Ces manifestations sont sans précédent en Algérie à plusieurs égards. Elles sont d'ampleur nationale, elles s'appuient sur des slogans neutres réclamant le pacifisme et la démocratie. Elles rassemblent une jeunesse ultra-connectée, qui est la génération la plus ouverte sur le monde que ce pays ait connu, et qui ne peut plus laisser l’Algérie baigner dans la corruption comme elle l'a toujours fait.
Pour nos invités, la réélection probable de Bouteflika est la goutte qui a fait déborder le vase. Le président est amoindri par la maladie, ne parle plus depuis sept ans et laisse son pays être dirigé par une élite « nébuleuse », souvent qualifiée d'« oligarchie endémique ». Pour les jeunes, cette situation ne peut plus durer.
C'est le cri de révolte d'une « génération sacrifiée », avance Sara Nacer, productrice montréalaise d'origine algérienne, issue de la même génération que la plupart des manifestants prenant d'assaut les rues d'Alger ou d'Oran. La meilleure manière, selon elle, de résumer leur situation est de reprendre l'un des percutants slogans sur leurs pancartes : « J’ai 30 ans, j'ai vécu 10 ans de terrorisme et 20 ans de Bouteflika. » Ils sont les représentants d'une « jeunesse algérienne perdue », ajoute-t-elle.

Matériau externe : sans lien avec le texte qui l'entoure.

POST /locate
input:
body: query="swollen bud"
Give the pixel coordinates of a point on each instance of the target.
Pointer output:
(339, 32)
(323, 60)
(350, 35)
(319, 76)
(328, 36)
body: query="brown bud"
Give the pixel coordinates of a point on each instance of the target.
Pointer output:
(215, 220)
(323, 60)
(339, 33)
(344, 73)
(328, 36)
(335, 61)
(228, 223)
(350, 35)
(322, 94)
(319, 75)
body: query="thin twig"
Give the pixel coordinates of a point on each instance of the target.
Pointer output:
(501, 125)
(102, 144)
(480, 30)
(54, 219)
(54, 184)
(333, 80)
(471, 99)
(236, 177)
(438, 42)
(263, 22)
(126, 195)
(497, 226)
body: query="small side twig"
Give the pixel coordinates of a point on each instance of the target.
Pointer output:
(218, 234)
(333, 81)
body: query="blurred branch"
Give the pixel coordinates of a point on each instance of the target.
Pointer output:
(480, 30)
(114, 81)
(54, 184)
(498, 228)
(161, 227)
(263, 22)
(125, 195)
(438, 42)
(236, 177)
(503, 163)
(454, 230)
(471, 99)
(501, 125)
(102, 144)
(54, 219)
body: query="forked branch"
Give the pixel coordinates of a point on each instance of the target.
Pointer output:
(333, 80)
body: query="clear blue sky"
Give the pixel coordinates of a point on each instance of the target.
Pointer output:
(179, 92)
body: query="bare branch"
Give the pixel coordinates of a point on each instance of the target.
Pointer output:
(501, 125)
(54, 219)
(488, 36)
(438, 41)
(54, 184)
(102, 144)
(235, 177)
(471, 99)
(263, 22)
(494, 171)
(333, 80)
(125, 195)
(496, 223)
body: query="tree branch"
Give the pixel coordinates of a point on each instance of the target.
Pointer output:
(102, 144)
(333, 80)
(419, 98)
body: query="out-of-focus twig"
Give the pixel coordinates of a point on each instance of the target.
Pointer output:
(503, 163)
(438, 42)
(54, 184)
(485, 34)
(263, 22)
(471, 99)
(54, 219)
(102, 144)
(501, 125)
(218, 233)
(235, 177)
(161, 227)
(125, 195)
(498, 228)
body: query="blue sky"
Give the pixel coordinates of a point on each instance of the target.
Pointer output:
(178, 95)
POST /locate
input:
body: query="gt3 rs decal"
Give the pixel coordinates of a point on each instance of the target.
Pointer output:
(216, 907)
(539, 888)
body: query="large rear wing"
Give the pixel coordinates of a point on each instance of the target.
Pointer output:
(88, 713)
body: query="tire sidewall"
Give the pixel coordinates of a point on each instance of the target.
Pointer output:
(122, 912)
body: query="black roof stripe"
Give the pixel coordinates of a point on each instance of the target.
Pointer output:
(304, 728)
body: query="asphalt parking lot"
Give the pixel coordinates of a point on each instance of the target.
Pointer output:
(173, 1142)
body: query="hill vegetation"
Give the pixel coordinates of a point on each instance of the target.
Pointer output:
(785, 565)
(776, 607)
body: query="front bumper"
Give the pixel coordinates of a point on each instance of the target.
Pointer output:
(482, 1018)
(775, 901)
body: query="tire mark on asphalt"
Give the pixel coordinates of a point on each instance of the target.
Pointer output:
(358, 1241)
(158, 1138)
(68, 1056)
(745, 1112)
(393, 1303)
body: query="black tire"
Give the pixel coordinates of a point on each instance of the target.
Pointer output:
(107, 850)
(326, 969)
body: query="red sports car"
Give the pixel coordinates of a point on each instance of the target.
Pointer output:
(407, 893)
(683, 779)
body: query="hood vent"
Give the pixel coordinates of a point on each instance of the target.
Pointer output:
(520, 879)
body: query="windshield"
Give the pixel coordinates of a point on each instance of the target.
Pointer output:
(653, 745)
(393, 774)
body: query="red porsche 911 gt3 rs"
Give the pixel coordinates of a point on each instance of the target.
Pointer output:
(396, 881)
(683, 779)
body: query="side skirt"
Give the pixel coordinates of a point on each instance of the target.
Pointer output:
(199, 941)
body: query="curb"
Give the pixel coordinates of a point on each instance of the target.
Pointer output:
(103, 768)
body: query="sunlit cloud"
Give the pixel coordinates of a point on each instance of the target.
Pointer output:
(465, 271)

La documentariste Nadia Zouaoui, qui a séjourné plusieurs mois en Algérie récemment, évoque aussi les problèmes du système d'éducation algérien, qui ne donne pas aux élèves les outils critiques pour appréhender le monde actuel. Les gens qu'elle a rencontrés sur le terrain sont déterminés, selon elle, à transformer profondément le système scolaire.
« Et les révoltés ne sont pas tous jeunes, loin de là. Je pense que la colère actuelle est celle de toute une population. La corruption empêche le pays de fonctionner et engendre une révolte généralisée. »
« C’est le mandat de trop », commente le journaliste Akli Aït Abdallah. Déjà, pour permettre à Bouteflika un quatrième mandat en 2014, il avait fallu amender la Constitution. « Les Algériens sont fatigués d'être humiliés et d’être représentés par ce personnage. Ils n'acceptent plus d'être dirigés par une nébuleuse formée de militaires, d'hommes d'affaires et de gendarmes dont personne ne connaît la réelle identité. Ils se disent qu'ils valent mieux que ça. »
Nos invités s'entendent pour dire que la crise actuelle ne pourra être résolue sans un changement radical du système politique algérien. « Il faudra davantage qu'une opposition de façade, dit Amine Foura. Il faut une nouvelle constitution, et il faut mieux déterminer le rôle que jouera l’armée dans ce nouveau système. »
Depuis l'indépendance du pays, en 1962, l'Armée nationale populaire joue en effet un rôle prépondérant au pays, étant toujours restée très proche du pouvoir et considérée par de nombreux observateurs comme un « État dans l'État ».
Nadia Zouaoui pense qu'il y a de l'espoir au sein de la jeunesse algérienne.
On voit l’impact des réseaux sociaux sur les jeunes. Des jeunes vivant très loin dans les villages sont sortis du salafisme et du wahhabisme en développant une pensée critique sur les réseaux sociaux. Ils s'éloignent de l'islamisme. C'est une bonne nouvelle pour la démocratie.